I rarely bother to open my mouth as a speaker and step into a spotlight anymore. I’ve been mostly focused on observing, listening, and organizing tech communities in my local Boston area for the past few years. I just find that others’
“Testing Is Always Interesting Enough to Blog About”
The state and craft of quality (not to mention performance) engineering has changed dramatically in the past 5 years since I purposely committed to it. After wasting most of my early tech career as a developer not writing testable software, the latter part of my career as of late has been what some might consider penance to that effect.
I now work in the reliability engineering space. More specifically, I’m a Director of Customer Engineering at a company focusing on the F500. As a performance nerd, everything inherits a statistical perspective, not excluding how I view people, process, and technology. In this demographic, “maturity” models are a complex curve across dozens of teams and a history of IT decisions, not something you can pull out of an Agilista’s sardine can or teach like the CMMI once thought it could.
A Presentation as Aperitif to Hive Minding
This presentation is a distillation of those experiences to date as research and mostly inspired to learn what other practitioners like me think when faced with challenges in translating the importance of holistic thinking around software quality to business leaders.
Like I say at the beginning of this presentation, the goal is to incite collaboration about concepts, sharing the puzzle pieces I am actively working to clarify so that the whole group can get involved with each other in a constructive manner.

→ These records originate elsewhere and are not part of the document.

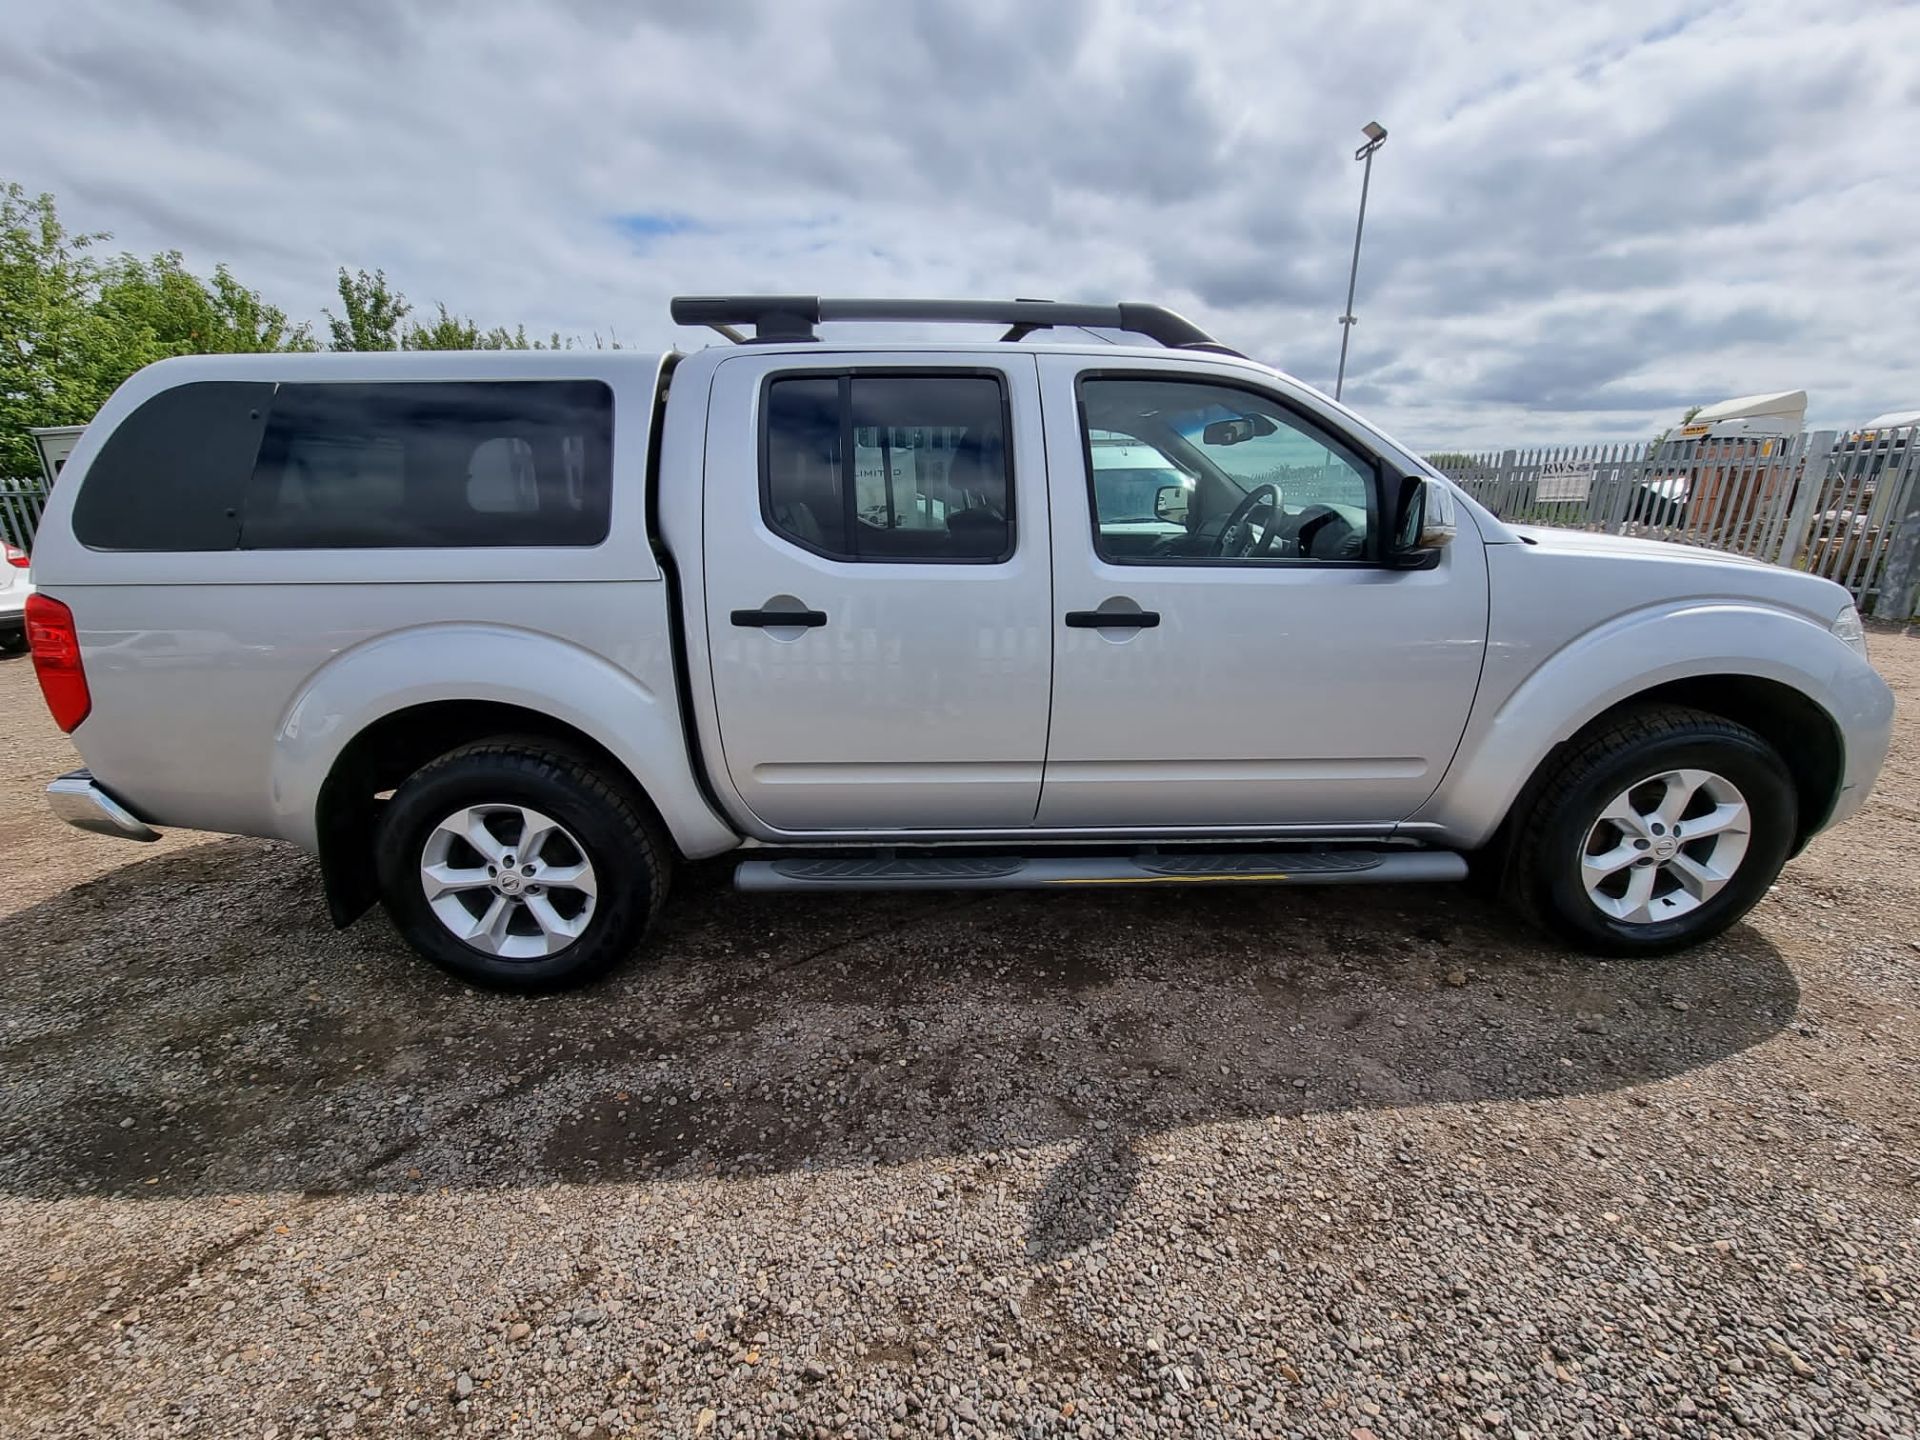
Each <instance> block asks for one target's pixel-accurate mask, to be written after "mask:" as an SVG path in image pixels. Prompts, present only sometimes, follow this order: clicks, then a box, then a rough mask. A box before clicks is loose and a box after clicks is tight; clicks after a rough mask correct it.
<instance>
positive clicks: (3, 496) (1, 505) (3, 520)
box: [0, 478, 46, 555]
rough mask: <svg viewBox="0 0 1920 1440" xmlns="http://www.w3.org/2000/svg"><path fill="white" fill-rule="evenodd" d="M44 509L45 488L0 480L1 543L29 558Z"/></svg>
mask: <svg viewBox="0 0 1920 1440" xmlns="http://www.w3.org/2000/svg"><path fill="white" fill-rule="evenodd" d="M44 509H46V488H44V486H42V484H40V482H38V480H6V478H0V540H4V541H8V543H10V545H17V547H19V549H23V551H27V553H29V555H31V553H33V534H35V532H36V530H38V528H40V511H44Z"/></svg>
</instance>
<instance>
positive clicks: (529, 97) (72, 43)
mask: <svg viewBox="0 0 1920 1440" xmlns="http://www.w3.org/2000/svg"><path fill="white" fill-rule="evenodd" d="M0 4H8V0H0ZM10 10H12V12H13V13H10V17H8V35H10V46H8V50H4V52H0V79H4V84H0V134H8V138H10V146H8V157H6V165H8V167H10V175H8V179H19V180H23V182H25V184H27V186H29V188H31V190H38V188H50V190H56V192H58V194H60V196H61V202H63V204H65V207H67V217H69V221H71V223H73V225H75V227H77V228H111V230H115V232H117V242H119V244H125V246H129V248H132V250H142V252H146V250H159V248H169V246H180V248H182V250H186V252H188V259H190V261H192V263H196V265H200V267H204V269H211V265H213V263H215V261H228V263H232V265H234V271H236V273H238V275H240V276H242V278H244V280H248V282H250V284H257V286H261V288H263V290H267V292H269V294H271V296H273V298H275V300H278V301H280V303H286V305H288V307H290V309H294V311H296V313H300V315H301V317H317V313H319V309H321V305H323V303H326V300H328V288H330V284H332V267H334V265H338V263H346V265H369V267H372V265H384V267H386V269H388V273H390V276H394V280H396V282H397V284H401V286H403V288H405V290H407V292H409V294H411V296H415V298H417V300H420V301H426V300H430V298H434V296H444V298H445V300H447V301H449V303H451V305H455V307H459V309H463V311H468V313H474V315H476V317H480V319H484V321H495V319H499V321H509V323H520V321H524V323H526V324H528V328H530V330H534V332H540V330H547V328H563V330H588V328H595V326H599V328H603V330H605V328H607V326H614V328H618V330H620V334H622V336H624V338H626V340H630V342H634V344H664V342H668V340H670V338H672V328H670V324H668V323H666V315H664V301H666V296H668V294H672V292H674V290H722V288H747V286H780V288H799V290H820V292H829V290H831V292H849V290H864V292H872V294H906V292H952V294H1058V296H1064V298H1100V296H1114V298H1129V300H1162V301H1165V303H1175V305H1181V307H1185V309H1192V311H1194V315H1196V319H1200V321H1202V323H1206V324H1210V326H1212V328H1213V330H1215V332H1219V334H1221V336H1223V338H1225V340H1229V342H1231V344H1236V346H1240V348H1246V349H1250V351H1252V353H1258V355H1261V357H1267V359H1273V361H1277V363H1281V365H1284V367H1288V369H1294V371H1296V372H1300V374H1302V376H1304V378H1308V380H1313V382H1321V384H1331V380H1332V369H1334V359H1336V353H1338V326H1336V324H1334V317H1336V315H1338V313H1340V303H1342V300H1344V292H1346V263H1348V250H1350V244H1352V225H1354V205H1356V202H1357V190H1359V171H1357V167H1356V165H1354V163H1352V148H1354V144H1357V134H1356V131H1357V127H1359V123H1361V121H1365V119H1369V117H1373V115H1379V117H1380V119H1382V121H1384V123H1386V125H1388V127H1390V131H1392V138H1390V142H1388V146H1386V150H1384V152H1382V156H1380V161H1379V167H1377V173H1375V188H1373V198H1371V204H1369V219H1367V244H1365V253H1363V261H1361V275H1359V298H1357V313H1359V315H1361V321H1363V323H1361V326H1359V328H1357V330H1356V332H1354V355H1352V361H1350V369H1348V396H1350V397H1356V399H1361V401H1363V403H1367V405H1375V407H1379V411H1380V413H1379V419H1380V420H1382V422H1384V424H1386V426H1388V428H1390V430H1400V432H1405V438H1407V440H1411V442H1415V444H1423V445H1428V447H1438V445H1444V444H1453V442H1467V440H1486V442H1488V444H1492V442H1500V440H1503V438H1511V440H1515V442H1519V440H1524V438H1542V440H1546V438H1555V436H1559V434H1565V436H1567V438H1590V436H1594V434H1596V428H1601V426H1613V428H1615V430H1617V432H1620V434H1645V432H1647V430H1649V428H1657V424H1659V422H1667V420H1670V419H1672V413H1674V411H1676V409H1678V405H1680V403H1692V399H1699V397H1715V396H1716V394H1734V392H1740V390H1761V388H1770V386H1772V384H1807V386H1809V388H1812V384H1814V382H1818V384H1820V388H1822V394H1816V396H1814V411H1816V413H1820V405H1822V403H1826V405H1834V407H1845V411H1847V413H1851V411H1859V413H1862V415H1864V413H1872V411H1874V409H1889V407H1893V405H1899V403H1912V399H1914V396H1920V355H1914V351H1912V346H1910V344H1908V340H1907V338H1905V334H1903V332H1901V330H1899V326H1889V324H1885V323H1884V321H1885V317H1887V315H1899V313H1908V311H1910V309H1912V307H1914V305H1916V303H1920V273H1916V271H1914V269H1912V267H1910V265H1907V255H1908V253H1910V244H1912V242H1910V236H1912V234H1914V232H1916V230H1920V182H1916V179H1914V177H1912V171H1910V163H1908V159H1907V156H1905V136H1907V134H1910V132H1912V131H1914V127H1916V123H1920V86H1916V84H1914V81H1912V77H1910V73H1908V67H1907V65H1905V60H1903V58H1905V56H1907V54H1912V52H1914V50H1920V10H1914V8H1908V10H1899V12H1876V13H1866V12H1860V13H1857V15H1832V13H1824V12H1822V13H1818V15H1814V13H1801V12H1795V10H1789V8H1774V6H1766V4H1757V2H1753V4H1749V2H1745V0H1734V2H1732V4H1726V6H1718V8H1711V10H1699V12H1690V13H1688V15H1686V23H1684V25H1672V13H1670V12H1668V10H1667V8H1663V6H1661V4H1659V0H1620V6H1615V8H1603V10H1601V8H1563V6H1557V4H1551V0H1513V4H1511V6H1500V8H1432V6H1413V4H1411V0H1394V2H1392V4H1388V6H1384V8H1365V10H1361V8H1354V6H1334V4H1304V6H1288V8H1284V10H1275V8H1273V6H1271V4H1269V2H1267V0H1217V2H1215V4H1210V6H1206V8H1183V6H1165V4H1146V2H1144V0H1137V2H1135V4H1125V2H1123V0H1116V2H1114V4H1098V6H1096V4H1092V2H1091V0H1071V2H1060V4H1052V2H1048V4H1037V2H1033V0H983V2H981V4H935V2H931V0H820V2H818V4H806V6H799V4H766V2H764V0H708V4H691V6H682V4H668V2H666V0H649V4H624V2H620V0H561V4H557V6H541V8H524V6H511V4H480V2H476V4H470V6H461V8H457V10H451V8H442V6H432V4H384V2H380V0H342V2H336V4H324V6H315V4H303V2H296V0H276V2H275V4H271V6H257V8H248V10H242V12H234V10H232V8H228V6H217V4H213V2H211V0H171V2H169V4H165V6H115V4H109V2H108V0H65V2H63V4H61V6H60V8H58V10H56V8H52V6H46V8H44V10H42V8H35V6H27V4H21V0H12V8H10ZM636 213H651V215H674V217H685V219H687V221H693V225H689V227H685V228H684V230H682V232H678V234H660V236H657V238H653V240H651V242H649V244H647V248H645V253H636V250H634V246H632V238H630V236H628V234H622V230H620V227H618V225H616V217H620V215H636ZM1695 390H1697V394H1695ZM1680 396H1688V399H1684V401H1682V399H1680ZM1822 396H1824V397H1822ZM1855 419H1859V417H1855ZM1496 430H1498V434H1496Z"/></svg>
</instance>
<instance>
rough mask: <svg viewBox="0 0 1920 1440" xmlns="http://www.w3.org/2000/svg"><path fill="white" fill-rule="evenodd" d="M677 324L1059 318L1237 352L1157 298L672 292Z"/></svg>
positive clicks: (771, 325) (1169, 339)
mask: <svg viewBox="0 0 1920 1440" xmlns="http://www.w3.org/2000/svg"><path fill="white" fill-rule="evenodd" d="M672 315H674V323H676V324H705V326H708V328H712V330H718V332H720V334H724V336H726V338H728V340H732V342H735V344H751V342H747V338H745V336H741V332H739V330H737V328H735V326H739V324H751V326H753V342H760V344H766V342H776V340H818V336H816V334H814V326H816V324H826V323H831V321H870V323H872V321H881V323H906V324H910V323H933V324H1004V326H1008V330H1006V334H1004V336H1000V338H1002V340H1025V338H1027V336H1029V334H1033V332H1035V330H1046V328H1052V326H1060V324H1069V326H1085V328H1094V330H1125V332H1129V334H1142V336H1146V338H1148V340H1158V342H1160V344H1162V346H1167V348H1171V349H1213V351H1219V353H1223V355H1236V353H1238V351H1236V349H1229V348H1227V346H1223V344H1219V342H1217V340H1215V338H1213V336H1210V334H1208V332H1206V330H1202V328H1200V326H1198V324H1194V323H1192V321H1188V319H1187V317H1183V315H1175V313H1173V311H1169V309H1165V307H1164V305H1135V303H1121V305H1079V303H1071V301H1058V300H824V298H820V296H674V303H672Z"/></svg>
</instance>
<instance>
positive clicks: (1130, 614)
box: [1068, 611, 1160, 630]
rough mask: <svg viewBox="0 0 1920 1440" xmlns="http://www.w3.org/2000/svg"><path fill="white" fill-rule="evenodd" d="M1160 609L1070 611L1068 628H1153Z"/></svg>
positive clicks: (1158, 616)
mask: <svg viewBox="0 0 1920 1440" xmlns="http://www.w3.org/2000/svg"><path fill="white" fill-rule="evenodd" d="M1158 624H1160V611H1068V630H1152V628H1154V626H1158Z"/></svg>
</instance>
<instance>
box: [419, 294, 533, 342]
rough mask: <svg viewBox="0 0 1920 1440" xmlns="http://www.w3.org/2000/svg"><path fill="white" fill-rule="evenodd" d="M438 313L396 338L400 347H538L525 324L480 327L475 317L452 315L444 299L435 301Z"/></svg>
mask: <svg viewBox="0 0 1920 1440" xmlns="http://www.w3.org/2000/svg"><path fill="white" fill-rule="evenodd" d="M434 309H436V311H438V315H436V317H434V323H432V324H420V323H415V324H411V326H407V332H405V334H403V336H401V338H399V344H401V349H541V346H540V342H530V340H528V338H526V326H524V324H522V326H518V328H516V330H509V328H507V326H505V324H495V326H493V328H492V330H482V328H480V326H478V324H476V323H474V321H470V319H467V317H463V315H455V313H453V311H449V309H447V307H445V305H444V303H438V301H436V305H434Z"/></svg>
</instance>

Hive Minding on What Can/Must/Shouldn’t Be Tested
The phrase ‘Hive Minding‘ is (to my knowledge and Google results) a turn-of-phrase invention of my own. It’s one incremental iteration past my work and research in open spaces, emphasizing the notions of:
- Collective, aggregated collaboration
- Striking a balance between personal and real-time thinking
- Mindful, structured interactions to optimize outcomes
At this meetup, I beta launched the 1-2-4-All method from Liberating Structures that seemed to work so well when I was in France at a product strategy session last month. It so well balanced the opposite divergent and convergent modes of thinking, as discussed in The Creative Thinker’s Toolkit, that I was compelled again to continue my active research into improving group facilitation.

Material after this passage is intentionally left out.